Machine learning model serving architectures

After months of crunching data, plotting distributions, and testing out various machine learning algorithms you have finally proven to your stakeholders that your model can deliver business value. Your model has to leave the comforts of your development environment and is ready to move to production to be consumed by the end user. Serving a model cannot be too hard, right? It doesn’t have to be. Selecting the right architectural serving pattern is paramount in creating the most business value from your model. In this blog we will discuss the most common serving architectures¹; batch predicting, on-demand synchronous serving and streaming serving. For the sake of argumentation, we will assume the machine learning model is periodically trained on a finite set of historical data.

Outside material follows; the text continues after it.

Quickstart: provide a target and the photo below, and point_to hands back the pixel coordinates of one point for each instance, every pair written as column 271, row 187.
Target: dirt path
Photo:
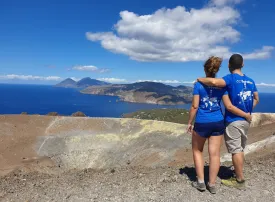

After reading this post you will understand what business requirements, quality attributes and constraints drive the decision for the serving architecture and will enable you to choose the architecture that best suits your use case.

_{1. Other serving architectures include; edge serving, federated learning, and online learning. Those are more advanced serving architecture warranting a blog post of their own.}

In this blog post we refrain from mentioning specific tools and technologies to avoid the rabbit hole of implementation details. Instead we focus on the principles that drive the discussion. There are many ways to implement each of the referred architectures and some of them may even be combined in hybrid forms. Many different factors influence the architecture around a machine learning model. The serving architecture provides a solid reference point for further discussions.

Glossary

Throughout this post some definitions will recur. These definitions are listed below for reference and to scope the discussion on the serving architectures in the respective paragraphs.

Prediction
A prediction is data generated by applying a function (the model) to input data
Latency
Latency is measured by the time it takes for a prediction to reach the user the moment it is requested. It is the time it takes for the “Reads predictions” (see figure 1) interaction to complete.
Throughput
Throughput is the number of predictions that can be made per unit of time e.g. 1000/second
Staleness
The staleness of a prediction is the time between the user requests a prediction and the time a prediction was computed. A prediction is as stale as the input data and model used to compute it.
Time sensitivity
Time sensitivity is defined as the value of your predictions as a function of staleness. If predictions are highly time sensitive, stale predictions have little value. Vice versa, predictions with low time sensitivity are valuable over a longer period of time.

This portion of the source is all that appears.